Additionally, like New York, many states are looking at new regulation strategies to support e-bikes by both consumers and businesses. For example, new York has recently legalized e-bikes heavily used by food and other delivery services. If you are in the retail or service e-bike business, you will need to monitor the outcomes of these regulations. A positive scheme will increase e-bike sales for delivery workers, urban commuters, and e-bike ride-sharing companies.

Recognized Domain Experts | Influencers

As you continue to research, you will repeatedly find specific sources quoted by other sources. Frequency citations should provide some evidence of credible information. For example, several well-established media outlets provide cited data from NPD. In addition, Dirk Sorenson is a well-respected industry analyst in The NPD Group’s Sports practice, covering the bicycle, outdoor, and team sports equipment categories. 

Many well-known bloggers, youtube stars, and journalists focused on this industry. It was easy to find a list of top influencers and blog sites as I looked. You need to have a strategy for what you want from a specific influencer, ranging from knowledge to advocacy. My suggestion is to have particular goals in mind for why you may want to follow and engage particular individuals. 

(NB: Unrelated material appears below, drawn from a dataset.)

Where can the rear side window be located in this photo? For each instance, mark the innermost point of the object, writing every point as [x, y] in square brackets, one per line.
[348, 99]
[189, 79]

When following important events, experts, and influencers in any industry, I would be remiss if I did not mention “Google Alerts .”This Google free service allows you to create email notifications of specific topics using associated keywords. I am always surprised when I ask students who use it to discover that most have not heard of it. Alerts is a handy research tool that allows you to stay on top of current events through articles posted all over the web and social media. For our e-bike example, I would suggest creating alerts for “e-bike,” selecting major e-bike manufacturers and prioritizing industrial analysis and influencers. Additionally, for e-bike repair, you can add specific competitors that you identify as essential to watch. 

Step 3. Competitive Analysis

Understanding the competitive landscape is a critical element of any industrial analysis. I have addressed the steps to conduct robust research of individual direct and indirect competitors in earlier posts. First, you will want to create a database of all significant direct and indirect competitors. This initial listing is an important step and will serve as the foundation for subsequent competitive analysis. In our example, direct competitors will certainly include bicycles and e-bike retailers with direct repair services on-premise and mobile bike repair enterprises. In addition, the indirect competition includes “Do It Yourself” resources such as youtube channels dedicated to e-bike repair. 

We know from our earlier industrial classification work that approximately 116 potential bicycle retailers provide repair services in New Jersey, 40 of which have customer reviews specifically about repair work. So as a starting point, you will want to create a table that outlines the salient business model elements for each of the 40 service businesses initially identified. In this analysis, as I have suggested before, you are not just focusing on the specific product offerings, in this case, repair services, but all aspects of their business model. For example, where do the repairs take place? There are several options to explore, especially with e-bikes heavier than most traditional bicycles. Does the competitor do all the repairs at their location? Do they offer e-bike pick-up? Do they have mobile repair services where they come to the customer’s location? The detailed analysis of competitors’ business models will help identify potential gaps in the marketplace for you to exploit in new innovative ways. 


This post illustrates a path to learning about specific industry elements of the marketplace you plan to enter with your venture. While there is no shortcut for this type of analysis, these categories should help you organize an efficient search. In a future article, I will walk you through how to assess the local entrepreneurial ecosystem and leverage its available resources.